今回のリリースでは、OpenOffice.orgを構成する各コンポーネントの機能が見直された。ワープロツールの「Writer」では作表機能が改良され、行 / 列の結合が容易になり複雑な表を作成しやすくなったほか、「スタイルと書式」フィルタの設定が保存可能になった。プレゼンテーションツールの「Impress」も強化、表計算ツールのCalcを使わずグラフを挿入できる機能が追加された。
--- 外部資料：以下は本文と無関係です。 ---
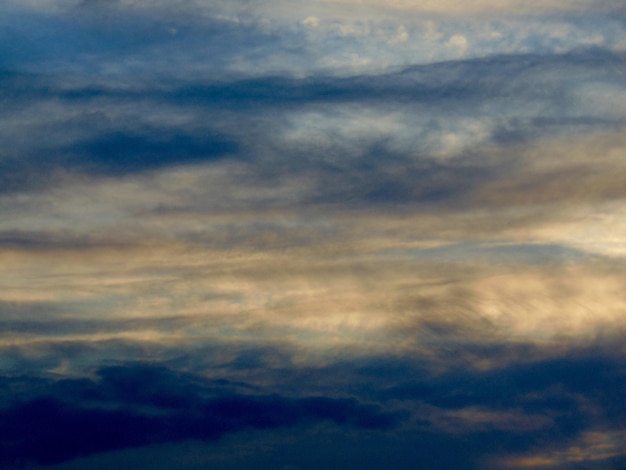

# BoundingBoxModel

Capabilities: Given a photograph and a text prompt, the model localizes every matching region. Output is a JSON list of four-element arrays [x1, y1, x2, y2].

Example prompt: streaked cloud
[[0, 0, 626, 470]]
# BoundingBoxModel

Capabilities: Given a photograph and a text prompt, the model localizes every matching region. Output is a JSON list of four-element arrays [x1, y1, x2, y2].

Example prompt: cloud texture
[[0, 0, 626, 470]]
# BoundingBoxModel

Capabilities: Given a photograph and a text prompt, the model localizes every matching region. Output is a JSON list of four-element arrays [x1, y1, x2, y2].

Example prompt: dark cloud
[[0, 346, 626, 468], [0, 366, 400, 468]]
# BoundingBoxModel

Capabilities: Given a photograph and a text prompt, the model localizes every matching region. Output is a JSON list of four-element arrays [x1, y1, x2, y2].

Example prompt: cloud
[[0, 366, 398, 468]]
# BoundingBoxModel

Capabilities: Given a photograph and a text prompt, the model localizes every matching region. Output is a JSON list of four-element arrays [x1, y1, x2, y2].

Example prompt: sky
[[0, 0, 626, 470]]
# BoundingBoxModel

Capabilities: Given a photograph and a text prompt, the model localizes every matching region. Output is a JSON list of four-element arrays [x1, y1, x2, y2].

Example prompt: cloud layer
[[0, 0, 626, 470]]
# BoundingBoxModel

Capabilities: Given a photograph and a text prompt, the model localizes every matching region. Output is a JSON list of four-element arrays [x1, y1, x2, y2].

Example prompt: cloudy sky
[[0, 0, 626, 470]]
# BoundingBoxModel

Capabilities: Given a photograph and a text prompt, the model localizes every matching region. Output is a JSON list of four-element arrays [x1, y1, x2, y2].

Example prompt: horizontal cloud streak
[[0, 0, 626, 470]]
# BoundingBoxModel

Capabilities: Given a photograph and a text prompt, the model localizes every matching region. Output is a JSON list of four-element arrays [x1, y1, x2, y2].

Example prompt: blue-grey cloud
[[0, 366, 401, 468]]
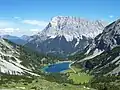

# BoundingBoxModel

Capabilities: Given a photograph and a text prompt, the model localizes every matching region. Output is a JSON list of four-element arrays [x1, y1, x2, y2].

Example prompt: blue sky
[[0, 0, 120, 35]]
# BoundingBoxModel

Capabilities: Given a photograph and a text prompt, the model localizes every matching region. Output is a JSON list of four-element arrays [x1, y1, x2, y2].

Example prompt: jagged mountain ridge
[[27, 16, 106, 56]]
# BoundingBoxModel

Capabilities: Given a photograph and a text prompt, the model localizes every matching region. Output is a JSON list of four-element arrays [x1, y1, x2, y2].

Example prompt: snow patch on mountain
[[35, 16, 106, 41]]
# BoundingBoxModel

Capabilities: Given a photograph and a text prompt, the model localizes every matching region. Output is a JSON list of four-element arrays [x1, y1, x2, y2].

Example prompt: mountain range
[[71, 19, 120, 75], [26, 16, 107, 57]]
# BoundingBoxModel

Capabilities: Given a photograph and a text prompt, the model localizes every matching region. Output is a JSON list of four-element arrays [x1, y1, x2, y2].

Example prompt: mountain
[[20, 35, 30, 41], [0, 38, 58, 75], [71, 19, 120, 75], [1, 35, 27, 45], [26, 16, 106, 57]]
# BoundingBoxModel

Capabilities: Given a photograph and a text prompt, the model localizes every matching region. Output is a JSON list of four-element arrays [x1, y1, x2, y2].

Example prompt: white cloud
[[22, 20, 48, 26], [30, 29, 41, 34], [109, 15, 114, 18], [13, 17, 21, 20], [0, 28, 20, 35]]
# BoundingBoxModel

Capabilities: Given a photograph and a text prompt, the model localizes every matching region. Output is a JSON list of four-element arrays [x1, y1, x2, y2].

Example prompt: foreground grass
[[0, 77, 93, 90]]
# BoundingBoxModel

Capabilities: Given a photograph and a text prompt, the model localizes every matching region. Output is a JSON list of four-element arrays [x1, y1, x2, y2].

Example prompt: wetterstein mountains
[[71, 19, 120, 75], [26, 16, 106, 57]]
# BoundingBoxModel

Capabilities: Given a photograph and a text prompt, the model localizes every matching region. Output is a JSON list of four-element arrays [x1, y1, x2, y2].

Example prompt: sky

スプレッドシートの「Calc」では、日本語に関連した機能が改良されている。全角の英数カナを半角に変換するASC関数、半角の英数カナを全角に変換するJIS関数が追加され、住所など全角 / 半角が混在するデータの表記を統一しやすくなった。グラフ作成ツール「Chart」も機能アップ、ウィザードの開始と同時にグラフが表示され結果を確認できるリアルタイムプレビューに対応したほか、ウィザードのユーザインターフェイスも一新され操作性が向上した。

OpenOffice.org 2.3.0は、各種言語に対応したリリース候補版を8月末に公開、9月中旬に正式版をリリースする計画で進められてきたが、若干の遅れが予想される。